Integrate AI-related case studies into digital citizenship.
Use AI examples when teaching source evaluation, data privacy, and online safety.
You’re not inventing a new literacy, you’re updating the contexts where existing literacies are practiced. I wish this graphic from the OECD and European Commission had AI-Fluent in the middle because it sums up what we are talking about here:
A practical roadmap for school leaders: From AI-literacy to AI-fluency
If you’re updating your strategic plan, profile of a graduate, or tech/future vision, here’s a straightforward shift.
Step 1: Clean up your language
Avoid: “All students will develop AI-literacy by 2027.”
Use instead: “All students will develop AI-fluency, which we will define as the ability to use AI tools thoughtfully, responsibly, and creatively to support learning, grounded in strong reading, writing, and critical thinking skills.”
This mirrors how leading frameworks (Ohio St, Ringling College of Art and Design, and more in this Forbes piece) describe AI-fluency while keeping foundational literacy front and center.
Step 2: Anchor AI-fluency in your existing priorities
Tie AI-fluency goals explicitly to reading improvement plans (NAEP gap closing, state assessments), writing across the curriculum, and existing digital citizenship/media literacy standards.
And use UNESCO/OECD guidance to show that global policy bodies are telling us to protect foundational literacy while integrating AI, not replace it.
Step 3: Design PD around “working with AI,” not “learning about AI”
Your PD should help teachers co-plan lessons where students use AI as a thinking partner (brainstorm → critique → refine). Help them set clear classroom norms and guardrails, as well as evaluate AI tools against your data privacy and equity commitments.

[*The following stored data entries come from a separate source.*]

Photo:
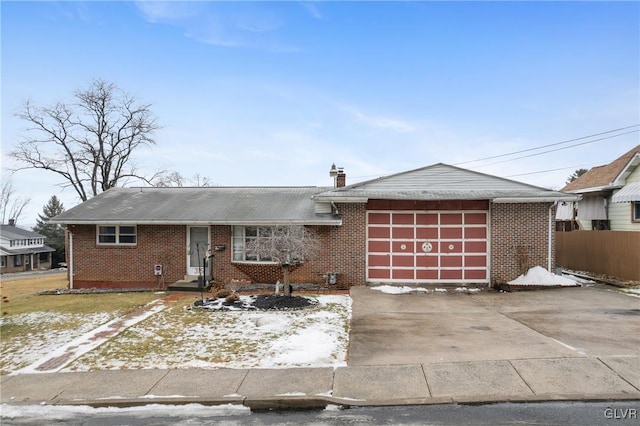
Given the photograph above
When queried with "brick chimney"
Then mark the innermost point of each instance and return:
(338, 175)
(341, 178)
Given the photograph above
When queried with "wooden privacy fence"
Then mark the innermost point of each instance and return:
(613, 253)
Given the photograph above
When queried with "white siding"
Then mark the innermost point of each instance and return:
(620, 213)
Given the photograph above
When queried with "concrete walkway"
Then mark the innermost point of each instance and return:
(573, 344)
(548, 379)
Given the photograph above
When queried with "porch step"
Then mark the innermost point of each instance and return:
(184, 285)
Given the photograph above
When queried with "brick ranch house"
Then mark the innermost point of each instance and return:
(434, 225)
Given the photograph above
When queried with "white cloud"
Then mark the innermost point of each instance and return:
(312, 8)
(225, 24)
(168, 11)
(379, 122)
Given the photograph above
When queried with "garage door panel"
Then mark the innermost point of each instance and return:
(403, 247)
(402, 233)
(379, 274)
(451, 274)
(427, 233)
(427, 261)
(450, 247)
(379, 218)
(379, 260)
(427, 274)
(451, 261)
(451, 233)
(406, 261)
(475, 274)
(451, 219)
(402, 274)
(379, 232)
(426, 219)
(403, 219)
(475, 261)
(428, 246)
(379, 246)
(475, 247)
(475, 233)
(475, 218)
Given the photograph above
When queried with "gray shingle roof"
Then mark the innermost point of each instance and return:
(211, 205)
(12, 232)
(443, 182)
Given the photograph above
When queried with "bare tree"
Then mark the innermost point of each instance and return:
(175, 179)
(90, 142)
(11, 206)
(575, 175)
(285, 245)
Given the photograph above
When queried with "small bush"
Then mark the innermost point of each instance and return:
(223, 293)
(232, 298)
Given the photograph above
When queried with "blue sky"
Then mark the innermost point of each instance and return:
(273, 93)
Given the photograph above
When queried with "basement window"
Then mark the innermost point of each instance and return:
(117, 235)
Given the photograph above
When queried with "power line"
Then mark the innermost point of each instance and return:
(557, 149)
(554, 144)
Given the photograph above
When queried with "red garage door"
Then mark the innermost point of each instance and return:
(427, 246)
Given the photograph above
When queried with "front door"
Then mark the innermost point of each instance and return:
(197, 246)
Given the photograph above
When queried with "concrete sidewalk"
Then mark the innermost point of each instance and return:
(548, 379)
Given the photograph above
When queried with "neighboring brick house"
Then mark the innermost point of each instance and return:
(438, 224)
(22, 250)
(610, 195)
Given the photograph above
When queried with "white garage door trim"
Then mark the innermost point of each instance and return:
(428, 246)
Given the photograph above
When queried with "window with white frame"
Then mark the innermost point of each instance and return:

This matches what workforce leaders are calling for over and over again. They are looking for young people who have hands-on experience “working out” with AI tools, not just theoretical knowledge about how they function.
Step 4: Use resources that center fluency
Rather than generic “AI-literacy slides,” look for or adapt AI-fluency courses that focus on delegation, discernment, and responsible use in real tasks, like Anthropic’s free AI Fluency course for families and students.

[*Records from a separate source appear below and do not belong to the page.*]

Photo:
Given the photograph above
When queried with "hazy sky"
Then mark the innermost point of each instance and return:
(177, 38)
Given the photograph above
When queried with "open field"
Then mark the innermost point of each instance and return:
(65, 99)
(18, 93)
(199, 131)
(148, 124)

You can also can reimagine frameworks and reinterpret through a fluency lens, such as the OECD/EC AILit framework (knowledge + skills + attitudes for navigating AI) and Digital Promise’s AI-literacy resources (critical understanding and use).

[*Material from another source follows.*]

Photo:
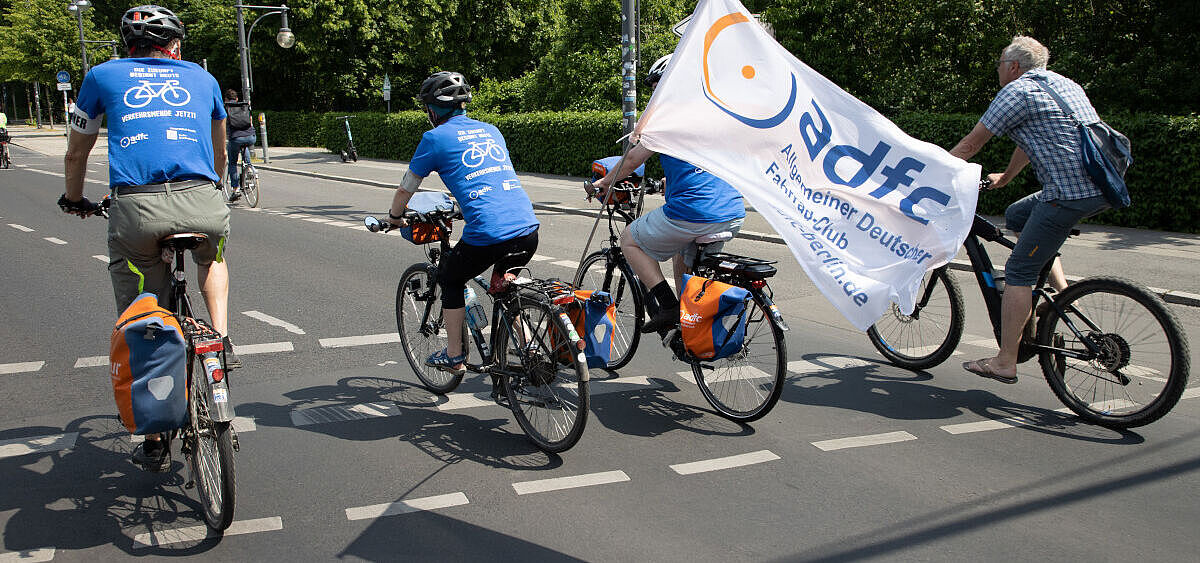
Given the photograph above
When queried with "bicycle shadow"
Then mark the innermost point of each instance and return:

Position them in your district as tools to support fluency in context, not a separate “AI-literacy” strand.
Let’s stop chasing AI-literacy. Instead, let’s build AI-fluent, deeply literate learners.
Here’s the bottom line I’d put in front of your board, cabinet, or leadership team:
We are in a genuine literacy crisis. Reading scores and reading stamina are declining, especially for our most vulnerable students.
The term “AI-literacy” is still an emerging, undefined construct. It overlaps heavily with existing literacies and is not comparable to reading literacy as a stable, assessed domain.
Global guidance is clear: foundational literacy and numeracy remain non-negotiable, even as AI becomes ubiquitous.
AI-fluency offers a clearer, more actionable goal: students and educators who can use AI well in authentic learning and work, grounded in strong reading, writing, and critical thinking.
So, if you’re a K-12 leader, here’s your move:
Retire “AI-literacy” as a headline goal. Use it, if at all, only as a supporting idea within broader digital and media literacy.
Elevate “AI-fluency” as your guiding phrase. Define it locally as the ability to collaborate with AI to read, write, think, and create at higher levels.
Publicly recommit to foundational literacy. Make it crystal clear to your community: AI is here to strengthenreading and writing, not compete with them.
Design your PD, curriculum pilots, and policies around AI-fluency in context inside real tasks, real classes, real problems.
Your students don’t need to pass an “AI-literacy test.”
They need to read well enough, think deeply enough, and write clearly enough to be empowered in the best possible way, with or without AI at their side.